As Lisa Hymas argued in her recent article, not all Americans consume the same volume of resources in the same way. Middle and upper class Americans who drive multiple vehicles, build vacation homes, and race to buy every new technological gizmo that comes on the market have a significantly higher carbon footprint than the working class and poor. At the same time, we have to think about the bigger actors that dwarf all of us in their climate-changing behaviors. Mega oil corporations, for example, earn billions of dollars in profits when they extract, burn, refine, and sell fossil fuel products. And, how could we ever forget the role of the military in this conversation. Its atmosphere-polluting activities are often hidden in the debates over climate change and population growth—a shocking fact, considering that the U.S. military is the single largest consumer of oil in the world.
Despite the fact that they consumer fewer environmental resources, women, communities of color, and the poor suffer more of the impacts of climate change. Climate-related natural disasters, which are on the rise, disproportionately impact women around the world, who are much more likely to drown or die in accidents. Those who survive are more likely to experience domestic violence, sexual abuse, and poor reproductive health outcomes.

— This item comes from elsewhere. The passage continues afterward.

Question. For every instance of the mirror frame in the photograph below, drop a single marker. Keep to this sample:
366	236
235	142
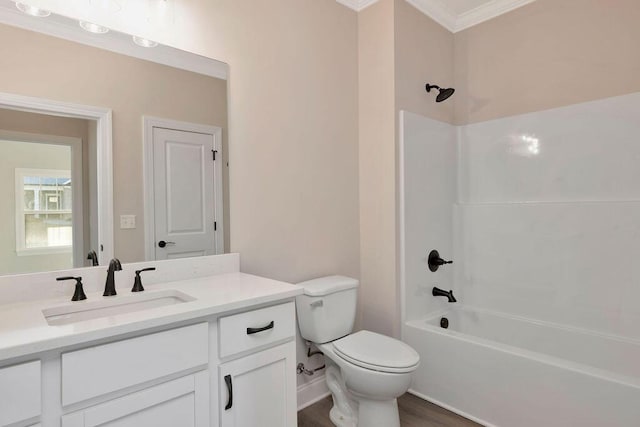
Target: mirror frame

Climate change does, however, offers us opportunities to address women’s human and reproductive rights, but the connections must be made in the right way. Ensuring universal access to comprehensive reproductive health services, including emergency obstetric care, both hormonal and barrier methods of contraception, diagnosis and treatment of sexually transmitted infections, HIV testing, counseling and treatment, and referrals for services for gender-based violence, promotes basic human rights--all women have the right to control their reproductive and sexual lives--and are important components of a gender-sensitive approach to adapting to the effects of climate change. Supporting coercive population interventions among the poor as a means of mitigating or preventing climate change, on the other hand, is not a defensible approach.
We must be ever vigilant, keeping the principles of reproductive health, reproductive rights, and reproductive justice for women at the heart of the approach. Through this framework, and the protection of women’s rights to have children, not to have children, and to parent the children that they do have, we can remain on the right side of both the climate justice and reproductive justice debates.